そうりゅう型の後を継いだ「たいげい型」は全長約84メートル、水上排水量約3000トン、乗組員は約70人。

米軍事専門メディアのナインティーンフォーティーファイブによると、大きな特徴は蓄電池にある。推進方式は従来通りのディーゼル電気式だが、蓄電池には鉛蓄電池ではなくリチウムイオン電池を採用した。エネルギー密度が高まったことで潜航可能時間が延び、充電も素早く済む。

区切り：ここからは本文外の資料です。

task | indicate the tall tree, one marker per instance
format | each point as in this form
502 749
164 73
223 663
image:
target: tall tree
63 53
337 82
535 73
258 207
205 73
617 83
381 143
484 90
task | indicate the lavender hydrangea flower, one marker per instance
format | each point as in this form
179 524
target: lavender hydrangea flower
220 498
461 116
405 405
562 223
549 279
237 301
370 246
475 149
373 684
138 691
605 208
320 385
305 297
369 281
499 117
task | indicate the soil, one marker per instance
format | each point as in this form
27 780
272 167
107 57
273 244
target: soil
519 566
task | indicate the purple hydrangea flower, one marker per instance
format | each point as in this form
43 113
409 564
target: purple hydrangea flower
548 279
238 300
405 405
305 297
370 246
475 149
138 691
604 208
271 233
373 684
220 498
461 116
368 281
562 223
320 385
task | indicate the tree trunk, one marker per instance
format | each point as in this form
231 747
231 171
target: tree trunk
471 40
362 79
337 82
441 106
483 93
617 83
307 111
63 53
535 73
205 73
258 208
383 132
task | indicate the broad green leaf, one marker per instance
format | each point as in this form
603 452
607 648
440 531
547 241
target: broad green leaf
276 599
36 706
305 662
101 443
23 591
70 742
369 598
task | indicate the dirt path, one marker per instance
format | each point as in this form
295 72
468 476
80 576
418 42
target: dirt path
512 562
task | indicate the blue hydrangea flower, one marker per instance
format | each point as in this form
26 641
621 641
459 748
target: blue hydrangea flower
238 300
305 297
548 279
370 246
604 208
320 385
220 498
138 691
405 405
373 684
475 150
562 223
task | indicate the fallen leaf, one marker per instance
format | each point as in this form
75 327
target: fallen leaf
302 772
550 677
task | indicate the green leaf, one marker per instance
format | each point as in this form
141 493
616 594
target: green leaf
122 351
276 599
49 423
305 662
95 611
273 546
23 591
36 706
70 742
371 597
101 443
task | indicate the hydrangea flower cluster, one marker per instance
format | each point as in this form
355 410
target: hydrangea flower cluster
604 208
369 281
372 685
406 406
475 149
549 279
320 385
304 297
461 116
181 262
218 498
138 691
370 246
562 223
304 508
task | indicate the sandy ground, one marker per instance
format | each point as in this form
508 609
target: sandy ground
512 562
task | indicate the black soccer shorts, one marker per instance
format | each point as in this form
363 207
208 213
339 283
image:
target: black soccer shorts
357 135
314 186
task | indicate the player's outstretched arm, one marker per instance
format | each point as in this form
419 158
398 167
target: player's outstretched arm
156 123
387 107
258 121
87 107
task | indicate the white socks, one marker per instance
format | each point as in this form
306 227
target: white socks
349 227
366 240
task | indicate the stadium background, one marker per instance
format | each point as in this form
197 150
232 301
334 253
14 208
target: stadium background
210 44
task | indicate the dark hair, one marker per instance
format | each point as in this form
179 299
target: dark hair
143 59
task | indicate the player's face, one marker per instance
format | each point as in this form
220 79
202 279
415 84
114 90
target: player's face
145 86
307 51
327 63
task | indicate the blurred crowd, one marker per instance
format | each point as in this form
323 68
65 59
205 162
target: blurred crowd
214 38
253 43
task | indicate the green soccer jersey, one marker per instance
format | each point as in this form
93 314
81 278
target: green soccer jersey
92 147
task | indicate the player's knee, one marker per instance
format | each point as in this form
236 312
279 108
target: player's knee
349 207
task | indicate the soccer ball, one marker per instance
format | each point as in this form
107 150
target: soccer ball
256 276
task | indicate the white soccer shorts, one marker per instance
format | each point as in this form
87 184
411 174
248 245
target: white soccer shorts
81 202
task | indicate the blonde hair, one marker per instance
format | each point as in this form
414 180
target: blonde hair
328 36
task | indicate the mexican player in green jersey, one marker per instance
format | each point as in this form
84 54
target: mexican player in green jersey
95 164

船体には音響を吸収する素材を採用し、内部の振動が外に漏れにくい浮き床構造を採用。こちらも船尾にはX型舵を備え、ステルス性と機動性を高めている。建造は三菱重工業と川崎重工業が手がける。1隻あたり約800億円で、政府は少なくとも8隻を調達する計画だ。

米国防専門メディアのディフェンス・ポストによると、たいげい型は最高約20ノット(時速約37キロ)で長時間の航行が可能。高性能のZQQ-8ソナーを備え、武装には18式長魚雷とUGM-84Lハープーン Block II対艦ミサイルを積む。静粛性に優れ、敵を探知する能力も高い設計だと同メディアは評価している。